August 20th, 2014
In early 2011, President Obama had a dinner event with many of the Silicon Valley’s titans. One of the guests was the late Steve Jobs of Apple, Inc. During the time, the US economy was still struggling, and the discussion of job creation was the highlight of the conversations. One of the most discussed response that evening to the question posed by Obama regarding bringing jobs back to the US was made by Steve Jobs:
“Apple had 700,000 factory workers employed in China and that was because it needed 30,000 engineers on-site to support those workers. You can’t find that many (engineers) in America to hire…”
Several years after the meeting I came across a report published by the Program for International Student Assessment (PISA), which measures students’ reading, mathematics, and science literacy. PISA collects test results from 65 countries and their local jurisdictions and reports the rankings of each country every 3 years. The latest result was published in 2012. Based on the assessment report, Education Week stated the following:
“In mathematics, 29 nations and other jurisdictions outperformed the United States by a statistically significant margin, up from 23 three years ago.”
“In science, 22 education systems scored above the US average, up from 18 in 2009.”
“In reading, 19 other locales scored higher than US students – a jump from nine in 2009.”
Countries with jurisdictions that performed at the top of the PISA were China, Singapore, Hong Kong, Taiwan, South Korea, Macao and Japan.
As a father and an active member in academia, I was alarmed by the information and data. I started looking into the question, ‘What may have led our nation to its current state within our educational system, and more importantly what can I do to become part of the solution to this downward trending of our future generation’s competiveness and capabilities?’. As you can imagine there are plenty of articles from various disciplines that all provided views as to underlying root causes. More recent information on this topic shows two primary rationales that tend to stand out. One revolves around the financial investments into the educational system with the premise of more resources translating into better outcomes, and the other around a broader social view within the context of ‘culture’ as a whole.

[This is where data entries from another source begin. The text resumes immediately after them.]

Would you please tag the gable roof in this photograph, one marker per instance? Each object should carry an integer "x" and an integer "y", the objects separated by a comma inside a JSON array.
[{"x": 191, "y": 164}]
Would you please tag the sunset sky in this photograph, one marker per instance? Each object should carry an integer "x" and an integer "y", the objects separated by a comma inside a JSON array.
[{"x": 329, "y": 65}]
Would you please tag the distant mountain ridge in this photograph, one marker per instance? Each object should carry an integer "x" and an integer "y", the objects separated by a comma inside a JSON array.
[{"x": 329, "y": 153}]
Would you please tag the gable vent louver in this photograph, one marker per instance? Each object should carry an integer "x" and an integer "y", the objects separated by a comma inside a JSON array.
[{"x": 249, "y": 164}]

The monetary perspective was quickly discounted within the PISA report which stated “While the US spends more per student than most countries, this does not translate into better performance. For example, the Slovak Republic, which spends around USD 53,000 per student, performs at the same level as the United States, which spends over USD 115,000 per student.” A more recent report titled The Learning Curve, released by Pearson Education, also suggested that monetary resources and educational outcomes are not directly correlated when we are analyzing why our students were not able to achieve desired outcomes. This leads to the second perspective, which The Learning Curve report discussed more elaborately, and I believe more strongly that ‘culture’ is both the issue and possibly the solution for the future.

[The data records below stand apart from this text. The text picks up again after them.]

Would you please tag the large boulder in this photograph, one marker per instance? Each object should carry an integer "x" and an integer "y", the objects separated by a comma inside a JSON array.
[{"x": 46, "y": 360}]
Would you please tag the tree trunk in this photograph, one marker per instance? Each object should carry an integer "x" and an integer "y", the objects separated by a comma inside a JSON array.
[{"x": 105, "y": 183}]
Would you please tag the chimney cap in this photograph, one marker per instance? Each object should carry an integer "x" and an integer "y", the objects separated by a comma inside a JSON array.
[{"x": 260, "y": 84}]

A few key findings within the Pearson report stated, “More important than money, say most experts, is the level of support for education within the surrounding culture. Although cultural change is inevitably complex, it can be brought about in order to promote better educational outcomes.” The report also pointed out that policymakers need to focus on educating for the future, not just the present. The report stated, “Many of today’s job titles, and the skills needed to fill them, simply did not exist 20 years ago. Education systems need to consider what skills today’s students will need in the future and teach accordingly.” Although the reports do not illustrate a positive view of our current educational system, one key point to make is that although the US is falling behind other nations in educating and preparing the future generation, it does not mean our schools and teachers are not doing their jobs. It is simply that our educational system and culture towards education became stagnant, while other nations have a better culture for improving and adapting their educational system towards the future and are getting better results.
So what does all this mean? Well, if we change the context from education to training, national impacts to organizational impacts, and students’ capabilities to staff’s capabilities, then the articles become relevant and applicable to us as an organization. For instance, as an organization, those that hold senior positions and/or have experience are assets to the organization because of their intellect and knowledge about what we do today. Those in that position as a whole, shape the educational (mentoring, training, adopting change, etc.) culture within our organization based on what and how we train others. In other words, simply teaching what we know and how we operate in the same ways, increases the chance of the organization becoming stagnant in its approach to improve productivity and efficiency, and fails to recognize the needs of the future and train accordingly. As mentors to others, we must all open our minds to new tools and ideas, comprehend the new skills required for tomorrow, and provide opportunities for others to explore and try new concepts to prevent the organization from falling into the same challenge as our nation’s education system.
As I have mentioned in newsletters before, we operate in a rapidly changing environment and it requires constant adjusting of our mindset at all levels of the organization to ensure we remain effective and efficient in our operations of providing services. The paradigm of teaching/mentoring for those in positions to do so, is no longer teaching what I know so one can repeat and replicate, but teaching how fast we all can know so we can continuously adopt, apply and evolve for the better. To achieve this, all levels of the organization have to participate in shaping the culture of continuous learning, exploring, experimenting, improving, and adapting to the new. More importantly, the mindset of the organization has to believe in the ‘learning culture’ concept to foster it from within.